Here’s the technical picture.
Yesterday—December 8—the U.S. dollar continued to rally, pushing many of the world’s strongest currencies over the last six months below their 50-day moving averages. The euro, for example, fell below its upward trend for the last eight months and the currency is moving toward a test of its early November low near $1.46. (The euro is up this morning to $1.471 at 9:30 a.m. ET.)
The euro isn’t alone in this. Other strong currencies such as the Australian dollar show chart patterns that look like they’re signaling a top.
And so do commodities such as gold and oil. Commodity prices have climbed as the U.S. dollar has tumbled so it shouldn’t be a surprise that with the dollar moving up commodities are falling lower. ETFs (Exchange Traded Funds) that track gold (SPDR Gold Shares (GLD)) and shares of energy companies (Energy Select Sector SPDR (XLE)) have moved below their 50-day moving averages and are threatening to fall below their November lows.
And, finally, the damage also extends to emerging markets. ETFs for Brazil, China, India, and Russia—all among the stock markets that have moved up most strongly in the rally since March—are all looking vulnerable to retreat.
I think these signals are worth taking seriously.

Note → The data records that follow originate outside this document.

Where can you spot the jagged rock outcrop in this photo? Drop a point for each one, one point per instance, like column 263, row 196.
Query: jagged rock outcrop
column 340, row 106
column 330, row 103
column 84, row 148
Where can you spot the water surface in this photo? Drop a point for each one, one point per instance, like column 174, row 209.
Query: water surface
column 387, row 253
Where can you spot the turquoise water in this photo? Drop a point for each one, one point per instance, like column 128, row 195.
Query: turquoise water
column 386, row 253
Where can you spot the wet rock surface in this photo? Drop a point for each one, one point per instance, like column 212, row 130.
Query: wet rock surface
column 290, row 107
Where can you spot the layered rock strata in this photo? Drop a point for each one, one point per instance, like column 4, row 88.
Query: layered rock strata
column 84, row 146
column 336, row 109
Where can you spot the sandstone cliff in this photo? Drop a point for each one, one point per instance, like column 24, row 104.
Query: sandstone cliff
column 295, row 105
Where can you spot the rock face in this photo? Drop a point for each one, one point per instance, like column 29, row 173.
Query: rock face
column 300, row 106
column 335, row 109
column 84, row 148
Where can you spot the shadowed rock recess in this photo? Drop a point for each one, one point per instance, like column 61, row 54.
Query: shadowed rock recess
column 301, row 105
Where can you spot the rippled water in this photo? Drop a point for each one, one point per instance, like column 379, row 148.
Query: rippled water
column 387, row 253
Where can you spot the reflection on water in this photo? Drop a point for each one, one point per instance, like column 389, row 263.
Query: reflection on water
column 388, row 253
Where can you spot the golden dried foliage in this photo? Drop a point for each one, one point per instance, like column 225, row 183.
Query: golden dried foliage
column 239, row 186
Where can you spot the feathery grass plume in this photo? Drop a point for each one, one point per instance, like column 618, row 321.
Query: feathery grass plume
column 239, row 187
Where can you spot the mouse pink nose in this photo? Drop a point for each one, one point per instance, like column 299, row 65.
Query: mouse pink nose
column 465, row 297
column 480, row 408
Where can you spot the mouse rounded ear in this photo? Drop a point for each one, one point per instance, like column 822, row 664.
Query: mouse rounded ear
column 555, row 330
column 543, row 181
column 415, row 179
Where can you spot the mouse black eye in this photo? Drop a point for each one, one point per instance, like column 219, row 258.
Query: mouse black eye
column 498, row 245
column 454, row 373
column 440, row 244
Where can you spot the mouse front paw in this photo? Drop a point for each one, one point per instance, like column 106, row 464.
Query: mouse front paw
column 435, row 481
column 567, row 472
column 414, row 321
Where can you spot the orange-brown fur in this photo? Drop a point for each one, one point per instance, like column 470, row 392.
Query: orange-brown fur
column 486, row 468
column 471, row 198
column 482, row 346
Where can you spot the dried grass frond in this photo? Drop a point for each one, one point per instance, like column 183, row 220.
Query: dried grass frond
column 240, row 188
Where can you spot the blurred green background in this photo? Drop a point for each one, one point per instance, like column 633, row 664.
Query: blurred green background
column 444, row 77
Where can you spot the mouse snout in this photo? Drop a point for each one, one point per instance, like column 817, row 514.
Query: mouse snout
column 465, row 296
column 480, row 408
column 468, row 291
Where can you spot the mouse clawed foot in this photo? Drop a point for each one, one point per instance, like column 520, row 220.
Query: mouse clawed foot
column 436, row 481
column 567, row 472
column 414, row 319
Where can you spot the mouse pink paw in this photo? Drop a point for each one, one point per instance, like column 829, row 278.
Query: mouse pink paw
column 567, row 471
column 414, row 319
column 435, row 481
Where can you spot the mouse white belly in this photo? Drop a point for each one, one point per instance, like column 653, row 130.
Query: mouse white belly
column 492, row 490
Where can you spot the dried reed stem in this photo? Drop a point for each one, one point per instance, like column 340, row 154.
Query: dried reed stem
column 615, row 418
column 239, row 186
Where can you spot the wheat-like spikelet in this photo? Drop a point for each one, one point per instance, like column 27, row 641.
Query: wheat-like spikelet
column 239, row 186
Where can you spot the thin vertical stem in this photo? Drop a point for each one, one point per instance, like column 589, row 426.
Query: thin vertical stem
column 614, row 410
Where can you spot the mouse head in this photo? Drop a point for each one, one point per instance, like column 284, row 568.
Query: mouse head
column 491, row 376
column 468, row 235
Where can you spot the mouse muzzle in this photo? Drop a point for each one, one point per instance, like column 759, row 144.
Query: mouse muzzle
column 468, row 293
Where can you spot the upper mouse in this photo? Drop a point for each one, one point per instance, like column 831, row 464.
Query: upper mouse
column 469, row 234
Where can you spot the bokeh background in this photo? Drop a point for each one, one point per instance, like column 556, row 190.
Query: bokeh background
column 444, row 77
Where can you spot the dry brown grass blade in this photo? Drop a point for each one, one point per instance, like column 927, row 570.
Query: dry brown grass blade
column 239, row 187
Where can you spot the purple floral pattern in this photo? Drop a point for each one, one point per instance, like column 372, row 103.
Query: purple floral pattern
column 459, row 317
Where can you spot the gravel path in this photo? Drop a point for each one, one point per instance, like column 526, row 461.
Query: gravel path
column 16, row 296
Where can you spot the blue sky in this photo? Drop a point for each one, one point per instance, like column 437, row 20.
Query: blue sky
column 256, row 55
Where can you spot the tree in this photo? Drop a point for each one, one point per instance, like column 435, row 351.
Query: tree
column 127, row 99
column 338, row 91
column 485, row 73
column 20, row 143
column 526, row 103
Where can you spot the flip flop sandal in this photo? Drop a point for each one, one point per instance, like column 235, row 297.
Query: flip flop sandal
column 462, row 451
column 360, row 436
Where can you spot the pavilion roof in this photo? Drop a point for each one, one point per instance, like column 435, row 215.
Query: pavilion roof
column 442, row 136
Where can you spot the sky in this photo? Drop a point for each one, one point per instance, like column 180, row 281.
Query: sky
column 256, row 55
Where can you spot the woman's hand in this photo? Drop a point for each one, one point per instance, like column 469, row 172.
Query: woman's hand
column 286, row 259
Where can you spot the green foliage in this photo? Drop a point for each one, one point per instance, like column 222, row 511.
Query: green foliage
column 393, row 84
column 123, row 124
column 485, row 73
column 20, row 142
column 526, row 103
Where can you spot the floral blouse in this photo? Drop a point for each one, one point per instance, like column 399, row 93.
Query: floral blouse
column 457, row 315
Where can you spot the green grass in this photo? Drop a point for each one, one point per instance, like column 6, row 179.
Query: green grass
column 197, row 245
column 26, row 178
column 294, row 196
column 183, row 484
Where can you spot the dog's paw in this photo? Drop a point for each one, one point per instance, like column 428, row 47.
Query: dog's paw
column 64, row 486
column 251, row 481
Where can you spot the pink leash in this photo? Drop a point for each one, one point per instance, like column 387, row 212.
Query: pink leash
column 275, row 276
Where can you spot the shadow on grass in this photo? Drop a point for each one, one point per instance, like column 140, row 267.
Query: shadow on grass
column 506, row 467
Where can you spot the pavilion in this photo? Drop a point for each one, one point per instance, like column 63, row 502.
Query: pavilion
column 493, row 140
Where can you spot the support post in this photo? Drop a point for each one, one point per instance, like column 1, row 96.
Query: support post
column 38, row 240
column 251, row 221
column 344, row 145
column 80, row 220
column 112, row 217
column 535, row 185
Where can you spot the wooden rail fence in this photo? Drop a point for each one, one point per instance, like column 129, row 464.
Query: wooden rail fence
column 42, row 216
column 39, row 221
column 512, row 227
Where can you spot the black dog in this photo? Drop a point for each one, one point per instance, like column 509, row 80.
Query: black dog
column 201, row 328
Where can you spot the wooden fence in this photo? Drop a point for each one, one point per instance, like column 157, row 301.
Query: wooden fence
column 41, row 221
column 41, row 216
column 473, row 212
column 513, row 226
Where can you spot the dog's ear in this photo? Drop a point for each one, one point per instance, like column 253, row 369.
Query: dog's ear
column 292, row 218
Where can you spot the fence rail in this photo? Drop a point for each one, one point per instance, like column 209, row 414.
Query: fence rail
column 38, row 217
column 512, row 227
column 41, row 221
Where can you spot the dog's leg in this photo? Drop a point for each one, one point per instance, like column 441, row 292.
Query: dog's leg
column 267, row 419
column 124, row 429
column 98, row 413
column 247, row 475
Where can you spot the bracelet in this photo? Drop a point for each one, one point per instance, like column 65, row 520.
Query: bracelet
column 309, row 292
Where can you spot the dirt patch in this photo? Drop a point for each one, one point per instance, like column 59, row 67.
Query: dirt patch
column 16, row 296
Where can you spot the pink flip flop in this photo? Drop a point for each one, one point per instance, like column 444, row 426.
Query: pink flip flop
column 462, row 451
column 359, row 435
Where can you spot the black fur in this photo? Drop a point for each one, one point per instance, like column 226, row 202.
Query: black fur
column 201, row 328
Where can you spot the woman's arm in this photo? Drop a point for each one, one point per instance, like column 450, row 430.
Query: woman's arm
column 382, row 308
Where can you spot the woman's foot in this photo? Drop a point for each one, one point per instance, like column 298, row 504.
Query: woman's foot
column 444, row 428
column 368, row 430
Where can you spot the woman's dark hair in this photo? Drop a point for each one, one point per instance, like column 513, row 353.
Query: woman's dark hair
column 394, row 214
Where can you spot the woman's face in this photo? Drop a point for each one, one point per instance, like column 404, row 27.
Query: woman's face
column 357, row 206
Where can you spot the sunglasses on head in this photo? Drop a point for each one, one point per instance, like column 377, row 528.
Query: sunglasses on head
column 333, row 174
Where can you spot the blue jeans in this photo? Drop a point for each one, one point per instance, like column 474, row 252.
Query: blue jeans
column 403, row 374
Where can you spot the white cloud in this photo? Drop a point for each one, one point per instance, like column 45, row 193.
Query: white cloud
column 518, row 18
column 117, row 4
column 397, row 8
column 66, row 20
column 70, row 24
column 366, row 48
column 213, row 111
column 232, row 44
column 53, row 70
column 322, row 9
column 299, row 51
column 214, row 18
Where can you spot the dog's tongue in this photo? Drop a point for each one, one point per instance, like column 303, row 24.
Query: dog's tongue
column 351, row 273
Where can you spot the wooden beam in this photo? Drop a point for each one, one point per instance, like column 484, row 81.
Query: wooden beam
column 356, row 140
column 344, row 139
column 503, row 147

A lot of investors are nervous right now and it wouldn’t take much to push them into end-of-the-year profit taking. When the stock market is nervous, technical signals can be self-fulfilling prophecies: A chart that shows a sector is in danger of falling further can be enough to set off selling that does indeed move a sector lower.
The recent debt restructuring in Dubai and the downgrade of Greece’s sovereign debt by Fitch yesterday have also made investors nervous, unreasonably so in my book, about all emerging markets. (As well as, this time justifiably in my opinion, about all the weaker developed markets.)
And finally, Friday’s unexpectedly low job loss number in the United States (just 11,000 jobs lost in November) has made some traders who are short the U.S. dollar look to buy dollars to cover their positions in case the dollar should start to rally. That covering, of course, produces exactly the dollar rally that the traders hope to avoid. And it puts pressure on the asset classes where traders are long, such as commodities and strong currencies, since to repay their dollar loans and to close short positions in the dollar traders have to sell these assets.
I don’t see any reason to run for the exits here. The selling is likely to be limited to the year-end period. You don’t need to sell long-term positions now. You’ll note I haven’t said a think about faltering fundamentals. That’s because this move down, like the last part of the move up, has nothing to do with fundamentals. If you liked the fundamentals of a stock a week ago, you should still like those fundamentals today. No reason to sell.
But if you bought in the last few months on momentum, you’re looking at a totally different case. If you bought an ETF or some commodity-based shares on momentum that was based on global cash flows, it’s time to recognize that the momentum is faltering and that the direction of global cash flows may be reversing for a period that could be days or weeks or even a few months. Time to think about taking your profits in momentum plays here.
I explained this distinction between fundamental and momentum strategies—and the dangers in falling in love with momentum buys when the momentum begins to shift—in my November 20 post http://jubakpicks.com/2009/11/20/nervous-afraid-to-stay-in-but-scared-to-get-out-join-the-club-and-read-my-three-strategies-for-coping/
Also please, please, keep in mind that this is a short-term rally in the dollar. It could run for days or weeks—I wouldn’t be surprised to see it go through the end of 2009. But it is a trading rally based on an unwinding of huge global short positions in the dollar. It doesn’t have anything to do with the long-term fundamental trend in the dollar, which is still down. The United States hasn’t overnight done anything to fix its huge deficit, debt, and balance of trade problems. At some point those problems will move once again to the front of traders’ and investors’ minds and the dollar will start showing weakness again.
No long-term trend runs steadily up or down hill in the financial markets without short but significant counter-trend moves.